Thus, at the level of the individual neuron, face-responsive neurons that showed selectivity for facial identity often showed selectivity for facial views as well. However, after the responses of the face-responsive neurons in the AITv area were pooled, we found representations of facial identities that could be interpreted as view invariant. Recently, optical and multiunit activity recordings performed in the inferior temporal cortex of monkeys revealed the existence of one or possibly more common properties across neurons in a column (Sato et al., 2009). The results of this important study implied that the dimensions of information represented by inferior temporal neuron activity can differ between individual neurons and a population of (or pooled) neurons. Although our study was confined to an examination of the functional aspects of neuronal activity and did not have a strong structural basis, our data still support the notion of a difference between the individual and pooled levels of neuronal activity. Additional studies will be needed to elucidate the computations underlying such pooling.
Our analysis, which was based on population data of the AITv neuronal activities, revealed that the representation of an abstract pattern associated with a facial identity was significantly closer to the representations of the faces of the facial identity than the representation of an abstract pattern not associated with a facial identity (Fig. 8A). These results demonstrated a significant effect of associative pairing (or learning) between faces and abstract patterns in terms of the neural representations composed by the population of face-responsive neurons in the AITv. At a glance, the results from the cluster analysis, depicted in Figure 6B, may not be consistent with the presence of neurons that showed selective responses to abstract patterns because the associated stimuli, i.e., five faces in five different views but belonging to a unique identity and an abstract pattern, are expected to form a cluster if a significant fraction of neurons are selective to paired associates. However, it also appeared by the correlation analysis that the effect of pairing was not so strong that the abstract pattern could be treated in a manner similar to a series of faces belonging to a unique identity (Fig. 8B). The present study revealed that an abstract pattern associated with a facial identity and faces of a unique identity shown from different views were differently represented in the AITv. This result is consistent with the finding that the abstract patterns associated with a facial identity formed another cluster in the dendrogram of Figure 6B that was different from the cluster of faces. It has been reported that some semantic categories can be represented by the activity of certain visual neurons in the AITv (Tomita et al., 1999). Our results suggest that the semantic association, as measured in the present study, differs from the perceptual association underlying the perception of a view-invariant facial identity. At this point, the reason for the difference between the semantic and perceptual associations remains unclear. It is possible that the relatively short time period used for the paired-associative learning task in this study yielded different results compared with the long-term exposure to particular faces with which these monkeys were very familiar.

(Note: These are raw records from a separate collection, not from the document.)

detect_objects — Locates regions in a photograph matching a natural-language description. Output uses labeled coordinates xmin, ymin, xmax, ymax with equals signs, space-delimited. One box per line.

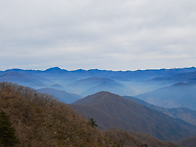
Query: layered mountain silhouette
xmin=70 ymin=92 xmax=196 ymax=140
xmin=153 ymin=71 xmax=196 ymax=82
xmin=123 ymin=96 xmax=196 ymax=126
xmin=67 ymin=76 xmax=132 ymax=96
xmin=175 ymin=136 xmax=196 ymax=147
xmin=36 ymin=88 xmax=82 ymax=104
xmin=135 ymin=82 xmax=196 ymax=110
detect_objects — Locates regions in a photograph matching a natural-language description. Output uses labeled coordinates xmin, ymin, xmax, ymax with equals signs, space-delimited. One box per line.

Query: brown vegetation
xmin=0 ymin=83 xmax=179 ymax=147
xmin=0 ymin=83 xmax=118 ymax=147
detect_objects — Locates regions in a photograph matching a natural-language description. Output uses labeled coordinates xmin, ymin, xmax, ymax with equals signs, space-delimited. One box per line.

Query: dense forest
xmin=0 ymin=82 xmax=177 ymax=147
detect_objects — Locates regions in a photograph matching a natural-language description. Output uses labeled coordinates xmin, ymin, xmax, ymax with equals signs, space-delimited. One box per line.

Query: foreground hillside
xmin=0 ymin=83 xmax=177 ymax=147
xmin=71 ymin=91 xmax=196 ymax=141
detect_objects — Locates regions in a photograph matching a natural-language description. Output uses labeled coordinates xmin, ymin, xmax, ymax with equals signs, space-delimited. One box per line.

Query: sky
xmin=0 ymin=0 xmax=196 ymax=70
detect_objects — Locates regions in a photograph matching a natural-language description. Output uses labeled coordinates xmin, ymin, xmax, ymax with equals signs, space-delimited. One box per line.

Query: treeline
xmin=0 ymin=83 xmax=117 ymax=147
xmin=0 ymin=82 xmax=176 ymax=147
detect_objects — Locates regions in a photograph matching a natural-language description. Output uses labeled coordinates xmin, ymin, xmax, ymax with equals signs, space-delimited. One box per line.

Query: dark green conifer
xmin=88 ymin=117 xmax=97 ymax=128
xmin=0 ymin=111 xmax=20 ymax=147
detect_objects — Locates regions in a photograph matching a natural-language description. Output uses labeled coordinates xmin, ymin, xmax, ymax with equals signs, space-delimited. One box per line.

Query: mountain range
xmin=70 ymin=92 xmax=196 ymax=140
xmin=123 ymin=96 xmax=196 ymax=126
xmin=135 ymin=82 xmax=196 ymax=110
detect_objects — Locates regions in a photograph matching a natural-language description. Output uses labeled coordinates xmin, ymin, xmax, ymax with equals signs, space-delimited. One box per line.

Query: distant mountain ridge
xmin=0 ymin=67 xmax=196 ymax=96
xmin=70 ymin=92 xmax=196 ymax=140
xmin=135 ymin=82 xmax=196 ymax=110
xmin=123 ymin=96 xmax=196 ymax=126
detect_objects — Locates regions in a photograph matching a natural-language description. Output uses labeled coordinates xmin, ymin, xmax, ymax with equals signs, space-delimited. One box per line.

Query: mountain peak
xmin=173 ymin=82 xmax=188 ymax=87
xmin=45 ymin=67 xmax=62 ymax=71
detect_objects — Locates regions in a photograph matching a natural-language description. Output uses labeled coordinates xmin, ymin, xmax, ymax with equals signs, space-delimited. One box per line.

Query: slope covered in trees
xmin=0 ymin=83 xmax=177 ymax=147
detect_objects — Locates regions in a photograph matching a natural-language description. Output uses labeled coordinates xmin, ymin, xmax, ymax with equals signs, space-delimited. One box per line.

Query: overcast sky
xmin=0 ymin=0 xmax=196 ymax=70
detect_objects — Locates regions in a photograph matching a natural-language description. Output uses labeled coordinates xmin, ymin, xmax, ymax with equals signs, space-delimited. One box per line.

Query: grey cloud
xmin=0 ymin=0 xmax=196 ymax=70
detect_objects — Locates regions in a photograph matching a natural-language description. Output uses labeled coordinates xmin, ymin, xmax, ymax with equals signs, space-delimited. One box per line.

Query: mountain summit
xmin=71 ymin=91 xmax=196 ymax=140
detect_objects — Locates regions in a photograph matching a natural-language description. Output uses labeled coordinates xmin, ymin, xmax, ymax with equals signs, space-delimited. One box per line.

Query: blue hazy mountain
xmin=70 ymin=91 xmax=196 ymax=140
xmin=152 ymin=71 xmax=196 ymax=82
xmin=67 ymin=76 xmax=132 ymax=96
xmin=36 ymin=88 xmax=82 ymax=104
xmin=0 ymin=71 xmax=50 ymax=88
xmin=135 ymin=82 xmax=196 ymax=110
xmin=0 ymin=67 xmax=196 ymax=96
xmin=123 ymin=96 xmax=196 ymax=126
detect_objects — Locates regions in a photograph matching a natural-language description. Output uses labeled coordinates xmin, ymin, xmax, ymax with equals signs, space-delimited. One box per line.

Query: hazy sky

As depicted in Figures 9 and 10, it should be noted that the p value for the view-invariant facial identity attained a significance level of p = 0.05 even for the early time segment of 64–128 ms (64 ms width) in the neuronal responses and then gradually and monotonically decreased after the stimulus onset. Importantly, the p value for the paired associations also attained a significance level of p = 0.05 even for the early time segment of 64–128 ms (64 ms width) in the neuronal responses and then gradually and monotonically decreased after the stimulus onset. These findings are compatible with the finding that the very early segment in face neuronal responses transmits substantial information about faces (Oram and Perrett, 1992). It may be interesting to compare our results with those of Naya et al. (2001), who showed a greatly delayed response to a learned associate in the AITv compared to the perirhinal cortex. It should be noted that their results were on the sustained neuronal activities during interstimulus intervals after the cue presentation went off, and that they associated these delayed activities with the retrieval of the upcoming target stimuli. In contrast, our data were on neuronal responses to the cue presentation, which are likely to reflect the processing of cue stimuli, and thus the two studies may have covered different aspects of the pair-association memory task.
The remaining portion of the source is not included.